Böylesine hayati bir konuda anlaşmak için bir orta yol bulamayan koalisyonun hâlâ ayakta olduğunu söyleyebilir miyiz? Bu en temel konuda bile aralarındaki görüş ayrılıklarını tartışmayı medyanın önünde yapmayı tercih eden bir koalisyonun hâlâ ayakta olduğunu söylemesinin kime ne faydası var?
İktidar olanaklarından sonuna kadar yararlanma, yandaşları devlet kadrolarına doldurma, eşe dosta iş bulma gibi durumlar dışında elbette…
Kim anlatacak?
Şunu unutmamak gerek: Bugün bir iç politika malzemesi haline getirilen idamın kalkması, dileyene ana dilini öğrenme ve yayın yapma hakkı ve Kıbrıs’ta kalıcı çözümün sağlanması gibi konular aynı zamanda Türkiye ile Avrupa Birliği arasında konuşulması gereken “dış politika” konularıdır da…

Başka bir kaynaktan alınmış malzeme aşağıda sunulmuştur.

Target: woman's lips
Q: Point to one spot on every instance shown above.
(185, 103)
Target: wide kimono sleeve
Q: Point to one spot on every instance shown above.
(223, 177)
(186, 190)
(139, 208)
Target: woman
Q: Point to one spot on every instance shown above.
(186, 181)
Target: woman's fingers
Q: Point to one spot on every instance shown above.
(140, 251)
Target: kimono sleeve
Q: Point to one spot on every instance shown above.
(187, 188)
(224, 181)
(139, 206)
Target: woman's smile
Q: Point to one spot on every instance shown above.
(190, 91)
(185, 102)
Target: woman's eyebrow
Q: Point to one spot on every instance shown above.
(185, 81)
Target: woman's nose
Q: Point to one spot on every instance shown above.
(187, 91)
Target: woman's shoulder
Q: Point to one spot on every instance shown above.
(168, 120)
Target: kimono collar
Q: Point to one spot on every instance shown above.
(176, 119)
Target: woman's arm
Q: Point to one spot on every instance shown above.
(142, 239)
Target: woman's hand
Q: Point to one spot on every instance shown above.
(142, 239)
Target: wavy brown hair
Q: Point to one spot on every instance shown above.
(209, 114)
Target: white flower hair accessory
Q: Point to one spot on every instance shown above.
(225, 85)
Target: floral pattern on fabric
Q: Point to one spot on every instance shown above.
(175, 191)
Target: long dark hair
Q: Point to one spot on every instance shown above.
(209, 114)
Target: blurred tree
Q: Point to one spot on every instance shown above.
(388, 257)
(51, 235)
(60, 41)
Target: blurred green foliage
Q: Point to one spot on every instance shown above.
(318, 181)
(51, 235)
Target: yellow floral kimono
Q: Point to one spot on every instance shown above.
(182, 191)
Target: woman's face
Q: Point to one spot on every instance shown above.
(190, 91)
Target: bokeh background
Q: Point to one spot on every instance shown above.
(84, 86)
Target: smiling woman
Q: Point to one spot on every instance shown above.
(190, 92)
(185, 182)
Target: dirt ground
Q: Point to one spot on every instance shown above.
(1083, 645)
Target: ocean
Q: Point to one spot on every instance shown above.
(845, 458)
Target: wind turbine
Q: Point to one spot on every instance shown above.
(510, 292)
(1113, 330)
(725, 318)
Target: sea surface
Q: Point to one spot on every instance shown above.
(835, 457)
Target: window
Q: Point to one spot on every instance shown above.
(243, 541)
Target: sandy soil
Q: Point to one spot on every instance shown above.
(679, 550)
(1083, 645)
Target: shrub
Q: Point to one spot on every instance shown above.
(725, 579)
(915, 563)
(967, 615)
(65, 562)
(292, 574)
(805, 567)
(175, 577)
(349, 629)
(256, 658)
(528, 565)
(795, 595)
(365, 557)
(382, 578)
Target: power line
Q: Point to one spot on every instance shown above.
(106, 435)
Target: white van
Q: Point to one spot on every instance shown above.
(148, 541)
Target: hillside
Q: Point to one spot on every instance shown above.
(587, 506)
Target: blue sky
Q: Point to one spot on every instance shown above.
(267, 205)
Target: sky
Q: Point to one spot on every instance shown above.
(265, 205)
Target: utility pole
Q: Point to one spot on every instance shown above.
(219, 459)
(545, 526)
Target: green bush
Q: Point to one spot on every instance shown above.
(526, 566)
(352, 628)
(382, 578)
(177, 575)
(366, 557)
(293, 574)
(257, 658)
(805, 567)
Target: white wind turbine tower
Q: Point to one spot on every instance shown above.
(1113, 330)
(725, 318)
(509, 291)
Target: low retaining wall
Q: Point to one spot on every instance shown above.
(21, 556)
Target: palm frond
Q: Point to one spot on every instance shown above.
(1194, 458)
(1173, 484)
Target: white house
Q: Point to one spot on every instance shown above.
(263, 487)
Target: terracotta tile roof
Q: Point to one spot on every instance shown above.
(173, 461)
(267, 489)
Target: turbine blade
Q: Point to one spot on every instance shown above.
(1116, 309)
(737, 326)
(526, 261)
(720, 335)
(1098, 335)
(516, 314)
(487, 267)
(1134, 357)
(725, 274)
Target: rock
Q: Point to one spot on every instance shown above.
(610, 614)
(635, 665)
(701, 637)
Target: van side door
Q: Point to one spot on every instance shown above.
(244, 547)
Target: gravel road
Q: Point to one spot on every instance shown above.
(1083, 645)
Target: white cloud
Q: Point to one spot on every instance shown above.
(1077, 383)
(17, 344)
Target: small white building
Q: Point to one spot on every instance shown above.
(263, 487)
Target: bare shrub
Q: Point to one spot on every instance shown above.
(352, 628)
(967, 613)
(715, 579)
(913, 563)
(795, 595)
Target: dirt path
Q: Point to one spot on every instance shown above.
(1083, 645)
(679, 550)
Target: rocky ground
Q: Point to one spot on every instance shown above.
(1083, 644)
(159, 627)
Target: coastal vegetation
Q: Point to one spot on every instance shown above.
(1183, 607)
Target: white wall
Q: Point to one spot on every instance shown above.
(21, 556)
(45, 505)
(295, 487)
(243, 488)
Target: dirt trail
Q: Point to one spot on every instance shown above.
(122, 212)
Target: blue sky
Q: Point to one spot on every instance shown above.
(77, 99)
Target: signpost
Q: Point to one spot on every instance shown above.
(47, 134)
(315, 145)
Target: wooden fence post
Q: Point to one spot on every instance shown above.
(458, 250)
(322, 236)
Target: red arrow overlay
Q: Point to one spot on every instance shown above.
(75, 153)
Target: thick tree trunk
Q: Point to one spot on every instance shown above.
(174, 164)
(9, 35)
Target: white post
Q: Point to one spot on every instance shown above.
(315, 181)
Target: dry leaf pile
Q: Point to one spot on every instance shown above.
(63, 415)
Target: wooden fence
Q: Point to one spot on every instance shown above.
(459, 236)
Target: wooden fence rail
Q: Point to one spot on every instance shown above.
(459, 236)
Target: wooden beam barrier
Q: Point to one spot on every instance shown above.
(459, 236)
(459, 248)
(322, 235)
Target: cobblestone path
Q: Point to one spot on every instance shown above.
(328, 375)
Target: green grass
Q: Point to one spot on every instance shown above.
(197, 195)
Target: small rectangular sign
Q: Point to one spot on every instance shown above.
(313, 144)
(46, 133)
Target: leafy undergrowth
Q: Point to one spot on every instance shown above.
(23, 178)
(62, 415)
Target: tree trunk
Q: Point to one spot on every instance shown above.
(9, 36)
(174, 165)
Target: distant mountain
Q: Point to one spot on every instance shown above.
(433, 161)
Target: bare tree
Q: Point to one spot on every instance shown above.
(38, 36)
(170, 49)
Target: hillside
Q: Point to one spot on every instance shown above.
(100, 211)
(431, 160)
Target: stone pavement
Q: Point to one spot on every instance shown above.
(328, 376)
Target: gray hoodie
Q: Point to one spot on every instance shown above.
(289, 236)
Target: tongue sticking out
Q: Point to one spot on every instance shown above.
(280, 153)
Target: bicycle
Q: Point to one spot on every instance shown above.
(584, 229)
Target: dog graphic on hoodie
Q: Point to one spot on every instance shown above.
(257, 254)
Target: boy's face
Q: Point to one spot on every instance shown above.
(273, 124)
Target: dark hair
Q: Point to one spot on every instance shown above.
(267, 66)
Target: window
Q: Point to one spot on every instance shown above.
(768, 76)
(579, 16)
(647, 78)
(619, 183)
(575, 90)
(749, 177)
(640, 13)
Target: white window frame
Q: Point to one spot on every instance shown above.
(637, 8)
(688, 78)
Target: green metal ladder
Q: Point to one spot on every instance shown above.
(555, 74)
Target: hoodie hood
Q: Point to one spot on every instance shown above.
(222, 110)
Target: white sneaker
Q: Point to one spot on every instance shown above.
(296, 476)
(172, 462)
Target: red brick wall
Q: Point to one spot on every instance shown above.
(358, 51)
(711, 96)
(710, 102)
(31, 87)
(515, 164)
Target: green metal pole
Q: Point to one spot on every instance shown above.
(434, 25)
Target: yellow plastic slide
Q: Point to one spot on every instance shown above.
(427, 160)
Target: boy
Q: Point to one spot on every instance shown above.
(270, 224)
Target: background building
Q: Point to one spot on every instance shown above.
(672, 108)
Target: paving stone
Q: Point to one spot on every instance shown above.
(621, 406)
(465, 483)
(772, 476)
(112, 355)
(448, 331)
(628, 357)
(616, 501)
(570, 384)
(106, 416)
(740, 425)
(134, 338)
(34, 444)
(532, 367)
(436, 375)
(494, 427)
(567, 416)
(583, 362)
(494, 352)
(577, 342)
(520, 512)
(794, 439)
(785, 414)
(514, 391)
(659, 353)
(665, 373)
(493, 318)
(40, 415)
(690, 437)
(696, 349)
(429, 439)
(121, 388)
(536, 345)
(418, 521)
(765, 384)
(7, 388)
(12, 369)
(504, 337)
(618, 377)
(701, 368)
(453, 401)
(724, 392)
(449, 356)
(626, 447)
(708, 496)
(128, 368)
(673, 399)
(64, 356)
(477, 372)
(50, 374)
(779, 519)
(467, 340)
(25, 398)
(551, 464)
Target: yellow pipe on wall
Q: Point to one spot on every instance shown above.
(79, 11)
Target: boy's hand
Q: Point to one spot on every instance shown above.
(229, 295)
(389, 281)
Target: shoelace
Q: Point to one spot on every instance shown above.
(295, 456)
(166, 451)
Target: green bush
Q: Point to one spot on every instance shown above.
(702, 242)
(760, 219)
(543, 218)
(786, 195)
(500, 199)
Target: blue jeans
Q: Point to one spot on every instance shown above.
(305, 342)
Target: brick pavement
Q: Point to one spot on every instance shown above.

Bu kritik dönemeçte Türkiye’nin bütün gücüyle kendi tezlerini Avrupa’da da anlatması gerekmiyor mu?
Bunu kim yapacak? Avrupa başkentlerini bir mekik diplomasisi ile gezip, liderlerle kim konuşacak? Hükümetin bu konuda iyi niyetli bir çaba içinde olduğunu, Türkiye’nin daha çok zamana ve anlayışa ihtiyacı olduğunu, kapıların Türkiye’ye tamamen kapatılmaması gerektiğini kim anlatacak?
Evinden çıkamayan Başbakan mı? Hükümet içinde muhalefet yapan yardımcısı mı?
AB’ci kanadın tavrı…
Muhalefet partileri, söz konusu düzenlemelerin yapılması için hükümetin AB’ci kanadına yardımcı olacağını açıklamış bulunuyor.
Peki hükümetin bu kanadı ne yapıyor? Muhalefet partilerine üzerinde anlaşılacak bir yasa teklifi metni götürüldü mü? Onların görüşleri alınıyor mu? Dışişleri Bakanlığı’nı ve AB ile ilişkilerden sorumlu müsteşarlığı elinde bulunduran hükümet ortakları, ellerindeki bilgileri yardım istedikleri muhalefetle paylaşıyor mu?
Hayır böyle bir şey yapılmıyor. Hükümetin AB’ci kanadı, muhalefetle ilişkisini basın üzerinden sürdürüyor. Muhalefet liderleriyle konuşan, görüşlerini öğrenmeye çalışan, üzerinde uzlaşılabilecek noktaların neler olabileceği araştıran ve bu konuda pazarlık eden kimse yok.
Bunu yapmayan bir hükümetin, muhalefetten yardım istemeye hakkı olabilir mi?